Traffic Rush

May 3, 2009
By Emily Pielemeier BRONZE, Carmel, Indiana
Emily Pielemeier BRONZE, Carmel, Indiana
4 articles 0 photos 0 comments

My grey Suburban sped through the yellow light just before it turned red. I had made it. What a relief. Even as I thought that, my toe pressed harder on the accelerator. The needle slowly crept to the right of the dial. Forty-five miles per hour, sixty.
I prayed to make it on time. I had to. As I finished making Christ’s cross to seal my prayer I almost ran into another car. At the last minute I swerved into the other lane.
The almost-victim noticed.

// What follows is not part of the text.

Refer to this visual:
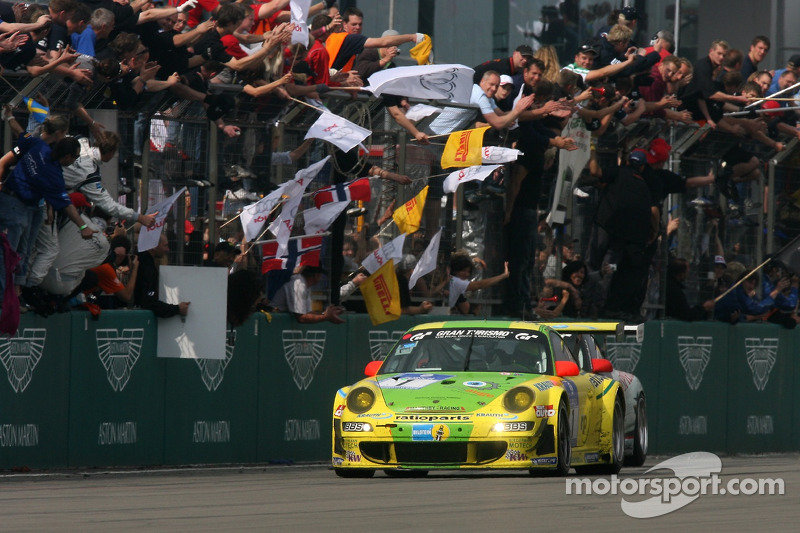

I could see his mouth moving and I wished I hadn’t learned to read lips. He made a rude gesture. Shuddering, I accelerated and he was out of view.
I raced my car faster, faster, always on the lookout for policemen. There, over in the trees. One was there. I immediately slowed down, the needle moving from seventy-six miles per hour down to thirty-eight.
As I neared the police officer’s hiding place, I passed a sign that read the speed limit was thirty-five. I slowed the three extra miles per hour for good measure, but only to further my appearance of complete innocence.
I pasted a cheery smile on my face as my chunk of metal crept closer to the police officer. I hoped I wasn’t overdoing it.
Sweating, I loosened my tie. Come on, I thought. Come on.. Hurry up, you big bucket of bolts. Get me to work on time. I checked my watch. Six forty-eight. Or I’ll skip your monthly polishing.
I passed the hidden officer with my eyes glued to the road. Yes, officer, I’m just an innocent little rule-follower loving life, I think as sweetly as a viper. Now leave me alone or I’ll bite.
The officer stayed where he was, and I let out a whoosh of breath I didn’t realize I’d been holding.
I turned the corner and started speeding up again. At this rate I knew I’d make it, and soon I started to whistle. I checked my rearview mirror as the needle started to climb sixty… seventy… ninety. The rearview mirror… cop! That damn cop is tailing me, and I’m going sixty miles per hour over the speed limit. Shoot!
As if the officer had seen me look in my mirror, he turned his siren on.
Focusing my eyes on the road, I turned into the parking lot and looked back at the cop. He was just turning in. My head swerved back to the front less than a second before my beautiful car crashed over the side of the street and into the building called “work”. The air bags released, and right before I lost unconsciousness I saw the time on my watch. Seven o’ clock; I was right on time. Oh, the irony, I thought, my eyes drifting closed.